Raghupathy’s Tech Page

How to take backup of a working system using System rescue cd

In order to take backup of a system we need a destination to save the image files so we need to create a NFS server

How to create NFS server

1. Make a directory like named as backup in the server

2. Make sure you have the necessary NFS utilities installed in your NFS Server.

3. Please Install Portmap in your server.

4. Type vi /etc/exports

5. Include the directory name in the file like

/home/backup *(rw)

6. Start the NFS service

Service nfs start

Service nfslock start

Service portmap start

7. Boot the system with system rescue cd which you want to take backup

8. Type net-setup or net-setup eth0 and hit enter

9. Choose appropriate options based upon your network and assign the ip address

10. Create a directory by using the cmd mkdir image

11. Check whether the NFS services started in the system rescue cd

12 If not please type /etc/init.d/nfsmount start this will help you to start the nfs in the system rescue cd

13. Type mount 192.168.10.20:/home/backup image (ip addr is the nfs server’s ip and image is the directory which we created in the system rescue cd)

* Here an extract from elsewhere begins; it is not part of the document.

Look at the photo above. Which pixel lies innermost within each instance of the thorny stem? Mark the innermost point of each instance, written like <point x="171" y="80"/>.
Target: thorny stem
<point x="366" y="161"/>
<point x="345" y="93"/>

14. Check whether it’s mounted with opening the directory named image

15. Type fdisk –l and this will display the harddisk partition info like below

Device Boot Start End Blocks Id System

/dev/sda1 * 1 13 104391 83 Linux

/dev/sda2 14 3200 25599577+ 83 Linux

/dev/sda3 3201 6260 24579450 83 Linux

/dev/sda4 6261 9729 27864742+ 5 Extended

/dev/sda5 6261 6518 2072353+ 82 Linux swap / Solaris

/dev/sda6 6519 9729 25792326 83 Linux

Just make a note of the above table for precaution with id no and starting and ending cylinders

16. If you want to backup the partition /dev/sda1 then just type

partimage save /dev/sda1 image sda1.gz this will save the /dev/sda1 as an image file in the NFS server.

17. Use the same cmd and save all other remaining partitions in the NFS server.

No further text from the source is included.